Finalmente, la nación de Judá también cayó en una terrible idolatría. Dios trajo a la nación de Babilonia contra Judá como castigo. El profeta Jeremías experimentó la caída de Jerusalén y profetizó que los judíos cautivos en Babilonia, regresarían a la tierra prometida después de 70 años. Jeremías también profetizó un pacto futuro en el que la ley no sería escrita en tablas de piedra, sino en los corazones del pueblo de Dios. Este nuevo pacto daría como resultado que Dios perdonaría los pecados (2 Reyes 25:8-10; Jeremías 29:10; 31:31-34).
El cautiverio de Babilonia duró 70 años. Los profetas Daniel y Ezequiel ministraron durante ese tiempo. Daniel profetizó el surgimiento y la caída de muchas naciones. También profetizó la venida del Mesías, o el Escogido, uno al que se le quitaría la vida por el bien de otros (Daniel 2:36-45; 9:26).
Después que Babilonia cayó en manos de los persas, los judíos fueron liberados para regresar a Judá. Muchos judíos volvieron a casa para reconstruir Jerusalén y el templo. Nehemías y Esdras lideraron esos esfuerzos, con el apoyo de los profetas Hageo y Zacarías. Una de las profecías de Zacarías incluía una descripción de un futuro Rey que entraría humildemente a Jerusalén, cabalgando sobre un asno (Nehemías 6:15-16; Esdras 6:14-15; Zacarías 9:9).
Sin embargo, no todos los judíos volvieron a Judá. Muchos decidieron permanecer en Persia, donde Dios todavía los cuidaba. Una judía llamada Ester ascendió al rango de reina de Persia y fue fundamental para salvar la vida de todos los judíos del reino (Esther 8:1).
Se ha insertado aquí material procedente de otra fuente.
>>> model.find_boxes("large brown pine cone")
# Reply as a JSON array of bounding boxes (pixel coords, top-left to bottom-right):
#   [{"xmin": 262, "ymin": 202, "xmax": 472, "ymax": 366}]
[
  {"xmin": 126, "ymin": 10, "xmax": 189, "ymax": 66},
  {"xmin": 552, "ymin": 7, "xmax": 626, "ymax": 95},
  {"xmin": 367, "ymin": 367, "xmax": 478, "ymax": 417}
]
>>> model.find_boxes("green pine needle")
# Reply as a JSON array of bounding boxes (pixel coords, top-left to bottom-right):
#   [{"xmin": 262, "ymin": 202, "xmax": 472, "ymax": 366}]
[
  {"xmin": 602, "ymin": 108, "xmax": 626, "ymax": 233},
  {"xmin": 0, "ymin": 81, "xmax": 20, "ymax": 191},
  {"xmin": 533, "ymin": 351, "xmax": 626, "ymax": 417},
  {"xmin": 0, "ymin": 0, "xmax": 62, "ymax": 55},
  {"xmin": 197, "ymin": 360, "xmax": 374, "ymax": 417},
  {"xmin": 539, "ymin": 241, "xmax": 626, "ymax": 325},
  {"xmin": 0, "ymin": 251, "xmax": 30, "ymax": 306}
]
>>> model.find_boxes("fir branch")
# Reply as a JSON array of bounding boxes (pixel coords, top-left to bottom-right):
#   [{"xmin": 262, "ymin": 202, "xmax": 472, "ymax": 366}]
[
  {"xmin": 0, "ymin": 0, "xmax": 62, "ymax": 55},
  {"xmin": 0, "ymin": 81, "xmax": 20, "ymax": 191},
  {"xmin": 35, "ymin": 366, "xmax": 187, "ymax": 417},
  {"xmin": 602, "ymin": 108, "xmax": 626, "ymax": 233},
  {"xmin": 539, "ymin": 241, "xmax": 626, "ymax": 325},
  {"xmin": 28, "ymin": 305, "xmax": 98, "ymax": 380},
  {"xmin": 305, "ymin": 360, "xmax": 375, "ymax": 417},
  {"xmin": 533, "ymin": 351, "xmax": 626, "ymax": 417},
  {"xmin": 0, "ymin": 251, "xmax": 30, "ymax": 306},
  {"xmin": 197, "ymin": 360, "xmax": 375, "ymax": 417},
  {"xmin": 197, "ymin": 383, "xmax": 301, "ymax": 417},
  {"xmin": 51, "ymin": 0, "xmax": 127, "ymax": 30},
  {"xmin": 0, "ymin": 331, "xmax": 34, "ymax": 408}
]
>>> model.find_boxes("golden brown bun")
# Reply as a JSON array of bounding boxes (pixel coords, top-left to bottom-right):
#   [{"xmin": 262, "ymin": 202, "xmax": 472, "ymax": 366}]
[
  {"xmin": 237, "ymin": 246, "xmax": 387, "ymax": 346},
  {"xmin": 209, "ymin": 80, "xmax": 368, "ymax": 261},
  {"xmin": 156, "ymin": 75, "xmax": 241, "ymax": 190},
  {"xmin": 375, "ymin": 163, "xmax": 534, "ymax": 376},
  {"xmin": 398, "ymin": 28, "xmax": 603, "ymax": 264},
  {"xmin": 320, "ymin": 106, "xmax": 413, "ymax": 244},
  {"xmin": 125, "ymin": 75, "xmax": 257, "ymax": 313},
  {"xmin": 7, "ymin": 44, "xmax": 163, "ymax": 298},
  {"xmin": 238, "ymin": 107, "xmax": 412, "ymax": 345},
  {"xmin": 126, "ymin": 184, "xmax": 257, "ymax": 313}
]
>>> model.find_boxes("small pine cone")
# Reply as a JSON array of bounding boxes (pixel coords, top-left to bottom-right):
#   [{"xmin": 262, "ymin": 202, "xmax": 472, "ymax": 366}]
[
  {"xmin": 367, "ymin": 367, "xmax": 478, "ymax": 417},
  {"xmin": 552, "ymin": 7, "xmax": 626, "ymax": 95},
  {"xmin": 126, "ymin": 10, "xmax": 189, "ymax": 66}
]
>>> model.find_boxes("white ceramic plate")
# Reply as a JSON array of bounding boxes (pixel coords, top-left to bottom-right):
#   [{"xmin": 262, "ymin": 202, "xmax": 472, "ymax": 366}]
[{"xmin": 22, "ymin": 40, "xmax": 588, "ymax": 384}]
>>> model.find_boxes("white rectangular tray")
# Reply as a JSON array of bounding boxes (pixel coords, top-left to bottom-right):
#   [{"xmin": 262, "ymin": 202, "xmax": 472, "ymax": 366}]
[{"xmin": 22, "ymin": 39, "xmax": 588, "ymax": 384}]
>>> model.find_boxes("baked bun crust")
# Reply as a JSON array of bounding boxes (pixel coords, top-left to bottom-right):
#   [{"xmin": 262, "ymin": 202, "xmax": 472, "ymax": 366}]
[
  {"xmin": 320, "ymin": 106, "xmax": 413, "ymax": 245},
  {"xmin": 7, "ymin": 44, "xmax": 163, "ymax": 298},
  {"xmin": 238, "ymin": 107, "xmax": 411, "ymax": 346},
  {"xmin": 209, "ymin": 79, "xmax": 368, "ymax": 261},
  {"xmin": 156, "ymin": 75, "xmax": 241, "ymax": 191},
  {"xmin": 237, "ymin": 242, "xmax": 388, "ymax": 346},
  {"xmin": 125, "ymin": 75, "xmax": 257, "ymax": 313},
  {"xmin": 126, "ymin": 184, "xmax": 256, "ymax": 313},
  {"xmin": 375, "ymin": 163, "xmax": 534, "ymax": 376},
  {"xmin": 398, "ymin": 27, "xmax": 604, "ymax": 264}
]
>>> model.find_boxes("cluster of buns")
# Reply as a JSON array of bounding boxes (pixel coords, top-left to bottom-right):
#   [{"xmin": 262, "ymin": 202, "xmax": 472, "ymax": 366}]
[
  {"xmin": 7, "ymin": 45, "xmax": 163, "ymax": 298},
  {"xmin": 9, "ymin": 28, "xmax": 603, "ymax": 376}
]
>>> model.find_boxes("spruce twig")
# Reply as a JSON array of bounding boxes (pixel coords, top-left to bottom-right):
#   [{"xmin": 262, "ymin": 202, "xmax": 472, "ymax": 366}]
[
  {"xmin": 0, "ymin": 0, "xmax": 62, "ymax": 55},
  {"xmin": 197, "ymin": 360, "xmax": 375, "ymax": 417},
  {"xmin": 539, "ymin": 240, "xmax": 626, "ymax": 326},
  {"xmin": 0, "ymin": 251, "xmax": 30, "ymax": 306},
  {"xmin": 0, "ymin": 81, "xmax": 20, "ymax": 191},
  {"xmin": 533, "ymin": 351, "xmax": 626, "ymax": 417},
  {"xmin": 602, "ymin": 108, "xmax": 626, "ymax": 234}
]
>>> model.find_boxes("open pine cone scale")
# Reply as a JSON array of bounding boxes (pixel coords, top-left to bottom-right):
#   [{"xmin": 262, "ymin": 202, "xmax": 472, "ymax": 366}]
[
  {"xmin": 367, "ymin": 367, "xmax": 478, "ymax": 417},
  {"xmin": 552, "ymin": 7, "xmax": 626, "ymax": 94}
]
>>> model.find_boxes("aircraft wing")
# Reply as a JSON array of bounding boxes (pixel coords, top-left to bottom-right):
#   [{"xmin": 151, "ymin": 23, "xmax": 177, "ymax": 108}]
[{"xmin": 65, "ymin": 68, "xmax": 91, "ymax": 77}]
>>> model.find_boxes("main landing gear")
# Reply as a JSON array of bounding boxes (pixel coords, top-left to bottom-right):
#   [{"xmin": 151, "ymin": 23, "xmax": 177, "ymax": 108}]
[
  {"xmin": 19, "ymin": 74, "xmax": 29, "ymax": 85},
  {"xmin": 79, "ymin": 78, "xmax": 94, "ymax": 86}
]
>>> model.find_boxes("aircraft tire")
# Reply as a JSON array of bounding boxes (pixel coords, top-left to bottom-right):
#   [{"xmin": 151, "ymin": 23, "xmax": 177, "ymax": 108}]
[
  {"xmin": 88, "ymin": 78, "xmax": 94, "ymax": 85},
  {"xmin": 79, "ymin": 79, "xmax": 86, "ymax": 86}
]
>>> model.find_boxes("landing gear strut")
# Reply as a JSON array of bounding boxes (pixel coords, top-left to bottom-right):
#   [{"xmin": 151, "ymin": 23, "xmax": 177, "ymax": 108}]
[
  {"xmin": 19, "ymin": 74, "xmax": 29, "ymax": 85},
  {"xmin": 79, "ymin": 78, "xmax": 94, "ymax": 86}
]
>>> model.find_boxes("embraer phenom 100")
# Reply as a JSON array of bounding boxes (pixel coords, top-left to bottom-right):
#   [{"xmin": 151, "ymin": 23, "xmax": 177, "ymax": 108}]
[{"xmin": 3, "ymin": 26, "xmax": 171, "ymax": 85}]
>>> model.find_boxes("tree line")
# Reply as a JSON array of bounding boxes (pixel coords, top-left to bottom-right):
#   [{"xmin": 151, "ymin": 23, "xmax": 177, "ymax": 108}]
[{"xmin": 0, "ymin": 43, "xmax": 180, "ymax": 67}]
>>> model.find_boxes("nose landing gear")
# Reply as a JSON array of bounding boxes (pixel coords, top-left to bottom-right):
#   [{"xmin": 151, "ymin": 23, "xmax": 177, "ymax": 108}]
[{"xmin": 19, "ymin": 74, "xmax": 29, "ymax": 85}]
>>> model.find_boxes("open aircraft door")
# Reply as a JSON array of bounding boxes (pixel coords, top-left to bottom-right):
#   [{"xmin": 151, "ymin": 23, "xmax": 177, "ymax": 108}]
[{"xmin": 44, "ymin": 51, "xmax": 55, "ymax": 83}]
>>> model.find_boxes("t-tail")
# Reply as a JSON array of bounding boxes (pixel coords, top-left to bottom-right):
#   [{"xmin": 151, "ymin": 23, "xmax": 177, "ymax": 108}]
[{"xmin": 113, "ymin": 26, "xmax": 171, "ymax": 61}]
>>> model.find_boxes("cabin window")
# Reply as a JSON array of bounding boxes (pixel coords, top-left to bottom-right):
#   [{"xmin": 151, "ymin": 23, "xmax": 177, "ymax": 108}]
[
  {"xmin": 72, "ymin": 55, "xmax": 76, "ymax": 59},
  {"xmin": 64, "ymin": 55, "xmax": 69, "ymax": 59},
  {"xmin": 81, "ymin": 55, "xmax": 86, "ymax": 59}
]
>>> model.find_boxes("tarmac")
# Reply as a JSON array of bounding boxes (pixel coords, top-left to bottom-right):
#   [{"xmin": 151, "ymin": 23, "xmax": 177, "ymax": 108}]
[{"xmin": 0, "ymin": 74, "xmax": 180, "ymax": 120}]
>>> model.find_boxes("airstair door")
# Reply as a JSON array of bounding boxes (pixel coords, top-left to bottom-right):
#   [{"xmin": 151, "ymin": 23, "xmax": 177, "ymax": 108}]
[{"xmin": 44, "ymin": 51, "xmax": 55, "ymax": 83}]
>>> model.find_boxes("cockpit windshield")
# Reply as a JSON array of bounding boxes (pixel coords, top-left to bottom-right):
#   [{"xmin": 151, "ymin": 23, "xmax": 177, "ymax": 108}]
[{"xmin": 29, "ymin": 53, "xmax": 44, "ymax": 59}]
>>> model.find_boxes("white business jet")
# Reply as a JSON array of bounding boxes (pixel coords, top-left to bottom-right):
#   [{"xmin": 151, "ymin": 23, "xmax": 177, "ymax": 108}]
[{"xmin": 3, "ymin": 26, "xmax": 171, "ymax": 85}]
Malaquías escribió el último libro del Antiguo Testamento. Él profetizó que el Señor vendría a Su templo, pero antes de Su llegada, otro mensajero prepararía el camino para el Señor. Este mensajero sería como el profeta Elías. Después de la profecía de Malaquías, pasaron 400 años antes de que Dios le hablara directamente al hombre (Malaquías 3:1; 4:5).
El Antiguo Testamento es la historia del plan de Dios para llevar a cabo la redención del hombre. Al cierre del Antiguo Testamento, Dios tiene un único pueblo elegido que comprende la importancia de los sacrificios de sangre, que cree en las promesas hechas a Abraham y David, y que está a la espera de un redentor. En resumen, están listos para recibir a aquel que aplastará a la serpiente de Génesis, el profeta como Moisés, el siervo sufrido de Isaías, el hijo de David, el Mesías de Daniel, y el humilde Rey de Zacarías, todos ellos se encuentran en la persona de Jesucristo.